As an early-stage tech startup founder or someone planning to become one, it is important that you are aware of the common pitfalls that you will most likely encounter on your journey. In this article, we will list five of the biggest mistakes entrepreneurs make and explain them with examples. After reading through this article, you’ll have the eye to spot them early on and take the necessary steps to address them. Let’s dive in.
1. Picking the Wrong Tech Stack
When you pick the wrong software stack, you may encounter poor performance of your application or website, difficulty with scaling up, and security risks. Depending on your type of business and your end goals, this can be a very costly mistake.
For example, if you are designing a website to quickly sell products through e-commerce, the best option would be to develop with open source platforms like Magento, WooCommerce…, instead of developing from scratch using the Angular / Java stack. (Or) If you are building a financial service app to make your customers’ lives easier, you need to ensure that security is never compromised and need to choose tech stack like Java which handles all security features well.
Picking the wrong tech stack can be a risky move as it often leaves startups with little choice in the long term and tends to limit their capabilities.
Consider other implications: When you use a new stack, you’ll need more time to adapt. Developers are forced to read a lot of documentation, as well as take time to understand how the stack works. Or you might need to invest in training your team in order for them to become experts. All of this will have an impact on your go-to-market strategy.
Get the help of your trusted technology partner to think through these issues skillfully and make the right technology choice.
2. Investing in Features that Don’t Solve Your User’s Problem
Startups often fall into this trap when they are developing their product or service. Without a ‘product mindset’, you can easily get carried away with the next bright idea or shiny new technology and forget to deliver something meaningful to your early-evangelists / initial paying customers.
There’s another pitfall. Building a feature only because the competition has it. In reality, your customers might not have the problem that this particular feature solves. You’d only be wasting time, money and effort.

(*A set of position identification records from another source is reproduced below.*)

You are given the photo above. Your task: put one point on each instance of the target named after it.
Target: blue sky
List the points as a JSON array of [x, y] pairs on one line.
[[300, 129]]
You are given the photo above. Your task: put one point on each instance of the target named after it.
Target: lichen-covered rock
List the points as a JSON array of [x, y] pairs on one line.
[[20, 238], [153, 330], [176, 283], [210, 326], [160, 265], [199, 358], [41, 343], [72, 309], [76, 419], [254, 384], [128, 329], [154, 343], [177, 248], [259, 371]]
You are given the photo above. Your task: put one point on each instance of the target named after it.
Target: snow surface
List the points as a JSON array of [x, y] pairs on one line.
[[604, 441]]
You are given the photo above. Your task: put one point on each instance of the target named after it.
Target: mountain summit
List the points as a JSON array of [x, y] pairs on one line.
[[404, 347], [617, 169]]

So, it’s always recommended to scale back and test your assumptions with a minimum viable product and testing with your user.
3. Not Keeping Up with New Technology
Certain features of some technologies have technically advanced to the point where they can solve your customer problems better than you can. But they might not be as widely used by developers or other third-party companies as you’d like.
For example, a startup looking at creating an LMS application for students from various backgrounds and streams should ideally look at the Ionic Framework, which can help them to build the app accessible on all platforms such as Web, Desktop and Hybrid Mobile app. School and college users can have this dedicated LMS platform in their library and common students can use the same LMS platform on the web and mobile app.
This trap can result in a lack of confidence to adopt new technologies, or even the entire industry, not realizing how current that technology is. This is a huge mistake for startups because it could lead to failure.
It is important that you stay up to date on the technologies that are relevant to the business model and the project at hand.
4. Starting Without a Proper Architecture
Sometimes, startups make the mistake of not starting with a proper fail-proof base architecture resulting in problems that were not anticipated during execution including technology incompatibility, missing out on a problem-solving technology or library, delaying the plans & affecting scalability in the future. This often results in technical debt wherein the cost of development overruns / exceeds the budget.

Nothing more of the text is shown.